Degree Name

Master of Science (MS)

Semester of Degree Completion


Thesis Director

Kevin Lasley


Horses are now being used in various programs under various conditions. The use of horses for therapy and recreation for the physically and mentally disabled first began in Germany and Switzerland. The United States now has many schools and different riding programs as well.

Riding seems to be especially beneficial to those with neurological impairments. Treatment of paraplegia is very limited but recreational activities are advancing. The use of the horse is beneficial for paraplegics emotionally as well as physically. Measurements and evaluations of these benefits are lacking. This project analyzes and measures the physical benefits of horseback riding on a classification T8 paraplegic.
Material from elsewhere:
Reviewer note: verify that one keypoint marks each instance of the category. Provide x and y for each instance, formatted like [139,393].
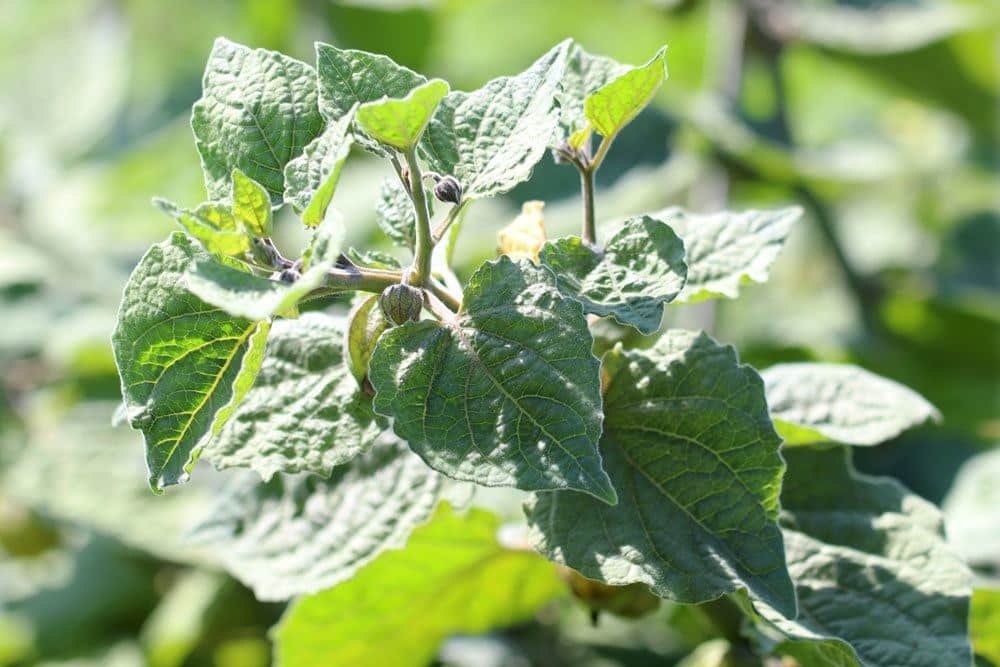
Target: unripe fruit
[401,303]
The subject underwent a pre-test and post-test electromyographic analysis (EMG) of the tibialis anterior, vastus lateralis, and rectus abdominis before and after eight weeks of horseback riding. The riding was conducted three times a week, for thirty minute sessions. The purpose of the study was to see if there was an increase in muscle amplitude and duration in the muscles tested. A secondary purpose was to see if there was an increase in cardiovascular activity caused by horseback riding. The subject’s heart rate was monitored by a Vantage Performance Monitor and was recorded during each session.

The pre-test and post-test EMG was conducted in the human physiology lab at Eastern Illinois University. One page of EMG recordings was run on each muscle. Only the muscles of the right side of the body were tested. The subject mounted a special apparatus which was built by the experimenter for the purpose of these tests. The apparatus was manually manipulated in the rhythmic stepping action of a horse. Each sheet of results on each muscle was measured and recorded in two separate ways. First the duration of the muscle was measured and then the amplitude. Each spike was measured and recorded by the experimenter. These scores were then compared using an unpaired, two-tailed, T-test.

By design, the heart rate was 73 beats per minute at the beginning of each session. The heart rates were recorded at fifteen minutes and again at thirty minutes by using a Vantage Performance Monitor. The changes in heart rate at fifteen and thirty minutes were compared using a paired T-test.

The muscle activity in the tibialis anterior, vastus lateralis, and rectus abdominis increased after the subject completed the horseback riding activity. There were statistically significant increases in both amplitude and duration of the EMG on each muscle. The subject’s heart rate increased according to recorded scores taken during the riding sessions compared to that of the subject's resting rate and there was no significant difference between fifteen and thirty minutes.